Your enterprise security does not live in isolation — the threat environment extends across all your colleagues, partners, and friends.
That’s why it’s very concerning that so many businesses continue to fail to meet basic security hygiene standards, according to the latest Security 360 report from Jamf.
Data is gold, which attackers recognize — even many in business don’t. Every stolen address, email, phone number, name, or even passport number is an ID attack waiting to happen, a path to enable a more complex phishing scam, or just an opportunity to call someone up and claim the target has a problem with their computer that they can help them with.
A victim’s story
A friend of mine fell victim to that last pervasive security attack this week. Fooled by the professionalism of the caller and shunted between various fake colleagues, they gave the convincing hackers remote access to their computer, credit card data, and more. As I write this they are changing passwords, wiping the attacked device, and filing police reports.
This stuff happens, sometimes to people you know. And it could happen to you.
We can’t be sure how they tracked this friend of mine. We can’t tell which vast pot of stolen data they looked at. (There is some evidence that criminals like to target older people with digital crime.)
There is a temptation to look at the story of my poor chum and dismiss the threat as unlikely. You’re into tech, take security seriously, and use Apple products in your business. But complacency is a security weakness.
Complacency has consequences
That critical point shines bright and loud in Jamf’s report. Based on a sample group of 15 million mobile devices, PCs, and Macs, the report points out a slew of concerning statistics:
- 40% of mobile users and 39% of organizations are running a device with known vulnerabilities.
- Jamf tracks 300 malware families on macOS and found 21 new families on the Mac in 2023.
- Trojans are growing in popularity, accounting for 17% of all Mac malware instances.
- Phishing attempts were 50% more successful on mobile devices than on Macs.
- 20% of organizations were impacted by malicious network traffic.

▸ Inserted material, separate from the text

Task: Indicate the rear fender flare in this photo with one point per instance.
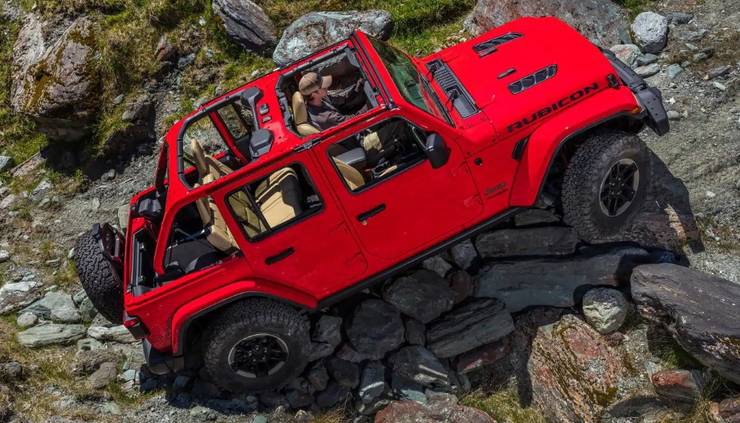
(186, 315)
(544, 143)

Michael Covington, vice president of portfolio strategy at Jamf, said in a statement:
“The data in our report shows that Mac and mobile fleets have fared reasonably well over the past 12 months, but that result is largely due to sheer luck; with a growing list of malicious tactics emerging and with organizations demonstrating poor security hygiene overall, the year ahead is likely to be bad for business if trends do not change.”
Practice good security hygiene
What kind of strategies should enterprises that rely on Apple devices follow to stay safe? The same strategies as on other platforms, albeit from a point of more strength. Some best practices mentioned in the report include:
- Use integrated management and security products to maximize the available policy controls while minimizing the number of agents you must maintain.
- Harden endpoints by following industry or regional best practice recommendations.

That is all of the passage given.